Materials and method
Study population and recruitment
Respondents were recruited by Qualtrics Online Panels between March 8–23, 2021. This experiment was conducted in the third wave of a three-wave longitudinal study [25]. The study was administered online (in English) and was approved (deemed exempt) by the IRBs at the University of Utah and the Salt Lake City VA (Veterans Experiences During the COVID-19 Pandemic: IRB_00133198). Respondents consented to participate in this voluntary study and were compensated for their participation based on the terms of their panel agreement.
Procedure
In a fully between-subjects experiment, respondents saw either a Schwartz et al. [26] factbox style message about the risks of getting a vaccine compared to getting COVID-19 (factbox message), a message about the development of COVID-19 vaccines (timeline message; both messages are presented in Fig 1), or no message (control group).
Both the factbox and timelines messages were developed by the study team as infographics displayed on a single page. As well as reflecting concerns about the COVID-19 vaccines reported in the existing literature, the messages were also designed to address the concerns reported by respondents in the first survey of the three-wave study this experiment was embedded in. Specifically, in the first wave survey we found that concerns that the risks of getting the vaccine outweighed the risks of getting COVID-19 (46%) and about the vaccine development process (21%) were reported as the most important reasons for not getting a COVID-19 vaccine among these respondents [27].

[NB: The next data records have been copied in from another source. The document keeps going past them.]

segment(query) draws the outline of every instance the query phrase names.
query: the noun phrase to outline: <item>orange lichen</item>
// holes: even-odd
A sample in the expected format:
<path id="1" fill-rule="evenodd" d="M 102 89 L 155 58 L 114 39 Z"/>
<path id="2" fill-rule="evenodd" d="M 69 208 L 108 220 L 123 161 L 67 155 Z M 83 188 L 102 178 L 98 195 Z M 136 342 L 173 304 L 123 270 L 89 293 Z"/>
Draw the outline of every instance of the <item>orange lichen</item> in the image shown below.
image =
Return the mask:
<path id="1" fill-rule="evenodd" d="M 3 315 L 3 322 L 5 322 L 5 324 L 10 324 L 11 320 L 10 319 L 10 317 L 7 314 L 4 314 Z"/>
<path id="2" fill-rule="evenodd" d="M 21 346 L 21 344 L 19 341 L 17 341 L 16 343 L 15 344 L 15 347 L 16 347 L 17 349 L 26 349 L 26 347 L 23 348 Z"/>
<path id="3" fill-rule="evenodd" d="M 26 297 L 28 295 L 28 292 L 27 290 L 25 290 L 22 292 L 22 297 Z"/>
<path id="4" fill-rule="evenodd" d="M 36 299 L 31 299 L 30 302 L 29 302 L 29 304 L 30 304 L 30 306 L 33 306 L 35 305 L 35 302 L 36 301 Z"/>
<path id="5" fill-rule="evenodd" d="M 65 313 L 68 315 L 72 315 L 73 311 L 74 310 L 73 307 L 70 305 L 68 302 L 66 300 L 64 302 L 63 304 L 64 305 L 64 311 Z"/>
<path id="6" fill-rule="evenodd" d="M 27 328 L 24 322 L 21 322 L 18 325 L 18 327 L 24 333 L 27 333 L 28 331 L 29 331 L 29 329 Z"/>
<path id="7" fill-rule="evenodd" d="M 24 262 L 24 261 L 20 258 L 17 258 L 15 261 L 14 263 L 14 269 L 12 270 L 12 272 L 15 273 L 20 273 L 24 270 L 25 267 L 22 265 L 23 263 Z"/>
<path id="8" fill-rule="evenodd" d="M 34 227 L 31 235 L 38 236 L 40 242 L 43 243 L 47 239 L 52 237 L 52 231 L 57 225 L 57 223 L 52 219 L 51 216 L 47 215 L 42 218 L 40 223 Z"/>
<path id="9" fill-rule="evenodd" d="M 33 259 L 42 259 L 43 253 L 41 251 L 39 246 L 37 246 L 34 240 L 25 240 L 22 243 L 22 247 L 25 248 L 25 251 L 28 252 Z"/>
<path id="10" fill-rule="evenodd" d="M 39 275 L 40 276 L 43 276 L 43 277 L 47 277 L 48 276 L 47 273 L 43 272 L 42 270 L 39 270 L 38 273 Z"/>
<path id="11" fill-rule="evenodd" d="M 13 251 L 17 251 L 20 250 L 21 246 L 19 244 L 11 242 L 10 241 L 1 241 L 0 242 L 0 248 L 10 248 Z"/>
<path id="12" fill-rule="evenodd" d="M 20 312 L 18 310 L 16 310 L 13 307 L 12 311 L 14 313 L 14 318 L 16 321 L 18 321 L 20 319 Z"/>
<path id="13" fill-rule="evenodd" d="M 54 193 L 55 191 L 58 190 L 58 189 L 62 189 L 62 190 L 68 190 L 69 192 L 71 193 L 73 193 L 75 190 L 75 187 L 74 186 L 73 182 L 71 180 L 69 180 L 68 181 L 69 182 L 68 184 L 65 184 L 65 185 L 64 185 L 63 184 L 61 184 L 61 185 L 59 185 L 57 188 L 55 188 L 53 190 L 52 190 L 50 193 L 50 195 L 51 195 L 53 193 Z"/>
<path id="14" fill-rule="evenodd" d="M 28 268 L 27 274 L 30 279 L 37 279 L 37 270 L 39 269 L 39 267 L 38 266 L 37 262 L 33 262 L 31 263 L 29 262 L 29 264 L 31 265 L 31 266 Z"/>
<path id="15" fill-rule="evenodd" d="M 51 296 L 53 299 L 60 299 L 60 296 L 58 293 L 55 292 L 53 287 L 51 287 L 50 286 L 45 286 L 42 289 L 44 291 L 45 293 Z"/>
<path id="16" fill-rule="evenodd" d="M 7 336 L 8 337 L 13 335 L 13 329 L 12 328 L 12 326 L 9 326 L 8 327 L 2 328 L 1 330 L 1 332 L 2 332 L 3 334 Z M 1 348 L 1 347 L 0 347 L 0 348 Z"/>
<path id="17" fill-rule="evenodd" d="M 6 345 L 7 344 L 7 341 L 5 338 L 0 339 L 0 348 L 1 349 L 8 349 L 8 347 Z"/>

The factbox style message was chosen to convey information about the potential risks associated with getting COVID-19 compared with getting vaccinated as prior research suggests this format can improve comprehension and recall [28–30].
The timeline message was chosen in order to better understand whether these visualizations have an impact on attitudes towards vaccines, given their widespread use throughout the pandemic in academic outlets [15], in the mainstream media (https://www.nytimes.com/interactive/2020/04/30/opinion/coronavirus-covid-vaccine.html), and on social media (https://twitter.com/moderna_tx/status/1258370971855175680).
Respondent assignment to study conditions (no message [control], factbox message, timeline message) was carried out using the built-in randomizer function in Qualtrics’ survey flow.
Respondents first reported their COVID-19 vaccine intentions (“When a coronavirus vaccine becomes available to you, how interested are you in getting the vaccine?”) using a 5-point scale (1 = “I definitely do NOT want the vaccine”, 2 = “I do NOT want to get the vaccine”, 3 = “Unsure”, 4 = “I WANT to get the vaccine”, 5 = “I definitely WANT the vaccine”) and how long they intended to wait before getting vaccinated (“How soon after the COVID-19 vaccine becomes available to you would you become vaccinated?”) using an 8-point scale (1 = “Immediately”, 2 = “Less than one month”, 3 = “One month to less than 3 months”, 4 = “3 months to less than six months”, 5 = “6 months to less than 1 year”, 6 = “1 year to less than 2 two years”, 7 = “I would wait 2 years or more”, 8 = “I would never get it”).
We also asked respondents about their views regarding COVID-19 vaccine safety (“In your view, how safe is the COVID-19 vaccine?”) using a 5-point scale (1 = “Not at all safe”, 2 = “Slightly safe”, 3 = “Somewhat safe”, 4 = “Moderately safe”, 5 = “Extremely safe”) and the possibility of experiencing side effects (“How worried are you about experiencing side effects from the COVID-19 vaccine?”) using a 5-point scale (1 = “Not at all concerned”, 2 = “Slightly concerned”, 3 = “Somewhat concerned”, 4 = “Moderately concerned”, 5 = “Extremely concerned”).
Pre-registered analyses
We ran two omnibus one-way ANOVA analyses to examine whether the COVID-19 vaccine risk comparison factbox message and vaccine development timeline message influenced 1) respondents’ intentions to get vaccinated and 2) the time they would wait to get vaccinated. Analyses were repeated controlling for age and gender.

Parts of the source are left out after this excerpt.